Indian family drowns trying to take selfie in river

Four members of Indian family drown while trying to take selfie

A 20-year old newlywed and her 25-year-old husband were visiting relatives when they, along with four other family members, chose to visit the Pambar dam in the southern Indian state of Tamil Nadu, People reports.

Only one of them was able to be rescued from the water by the husband, while the others were lost under the water.

The newlyweds and the groom's 20-year-old sister Yuvarani stood alongside three teenage siblings in waist-deep water near the Pambar Dam to pose for a picture.

The bodies of the deceased were recovered immediately.

Indian couple Vishnu Viswanath, 29, and Meenakshi Moorthy, 30, fell to their deaths while taking a selfie in the Yosemite National Park previous year.

India has the highest number of recorded deaths linked to selfies in the world, followed by Russian Federation, the US and Pakistan.

Selfies have grown a more critical trend, with a 2018 study issued in the Journal of Family Medicine and Primary Care reporting that more than 250 people died while taking selfies from October 2011 to November 2017.
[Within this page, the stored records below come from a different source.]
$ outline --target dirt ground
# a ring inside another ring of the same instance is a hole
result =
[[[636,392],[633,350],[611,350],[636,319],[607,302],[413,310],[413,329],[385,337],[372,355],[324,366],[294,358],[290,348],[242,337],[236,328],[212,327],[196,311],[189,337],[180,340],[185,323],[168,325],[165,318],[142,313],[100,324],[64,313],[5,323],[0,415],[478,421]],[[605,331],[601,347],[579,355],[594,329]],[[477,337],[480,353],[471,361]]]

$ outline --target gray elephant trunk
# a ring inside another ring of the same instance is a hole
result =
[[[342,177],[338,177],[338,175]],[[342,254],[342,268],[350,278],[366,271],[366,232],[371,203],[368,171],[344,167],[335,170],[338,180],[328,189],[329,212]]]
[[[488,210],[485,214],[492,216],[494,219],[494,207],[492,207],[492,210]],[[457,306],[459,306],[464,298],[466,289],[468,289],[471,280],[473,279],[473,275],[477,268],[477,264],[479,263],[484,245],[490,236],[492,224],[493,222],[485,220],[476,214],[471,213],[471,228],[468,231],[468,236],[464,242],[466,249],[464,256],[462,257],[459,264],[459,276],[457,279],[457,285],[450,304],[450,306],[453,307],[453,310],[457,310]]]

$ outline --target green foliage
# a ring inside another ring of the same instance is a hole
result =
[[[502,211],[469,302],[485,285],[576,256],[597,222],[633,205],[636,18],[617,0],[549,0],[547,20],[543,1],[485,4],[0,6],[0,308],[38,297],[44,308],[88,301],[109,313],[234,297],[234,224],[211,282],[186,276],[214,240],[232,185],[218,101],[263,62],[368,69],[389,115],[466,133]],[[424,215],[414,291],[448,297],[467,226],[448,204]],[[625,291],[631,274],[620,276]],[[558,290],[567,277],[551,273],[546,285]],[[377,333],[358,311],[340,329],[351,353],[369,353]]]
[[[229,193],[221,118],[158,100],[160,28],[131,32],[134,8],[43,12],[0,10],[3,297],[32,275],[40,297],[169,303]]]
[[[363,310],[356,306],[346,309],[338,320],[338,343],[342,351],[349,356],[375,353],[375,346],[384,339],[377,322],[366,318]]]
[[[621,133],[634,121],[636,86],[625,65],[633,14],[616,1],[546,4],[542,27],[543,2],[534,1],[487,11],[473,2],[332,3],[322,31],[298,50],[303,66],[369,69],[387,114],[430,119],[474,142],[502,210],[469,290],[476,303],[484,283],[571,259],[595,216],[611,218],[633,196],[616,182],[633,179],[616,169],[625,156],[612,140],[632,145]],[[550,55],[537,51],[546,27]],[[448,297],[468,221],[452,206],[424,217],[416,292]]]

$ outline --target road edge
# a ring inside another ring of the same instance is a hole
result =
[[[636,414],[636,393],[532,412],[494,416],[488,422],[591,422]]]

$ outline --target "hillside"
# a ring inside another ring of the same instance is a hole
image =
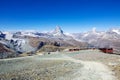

Some cities like Mumbai have started putting "no-selfie zone" signage up, as a warning to the country's 300 million smartphone users.

Researchers found that about 72.5 percent of the deaths were males and the rest were females. It was followed by Russian Federation, the United States and Pakistan.

The same year a man died in Odisha after an elephant wrapped its trunk around him and crushed him to death as he tried to take a selfie with the animal.

Bansal said he was concerned about how numerous selfie-related deaths involved young people.

Stock image showing a woman taking a selfie. "But if that selfie is accompanied with risky behavior then that's what makes the selfies unsafe", he said. Risky behavior caused more deaths and incidents due to selfies than non-risky behavior.

"About three-fourth of selfie deaths occurred in males".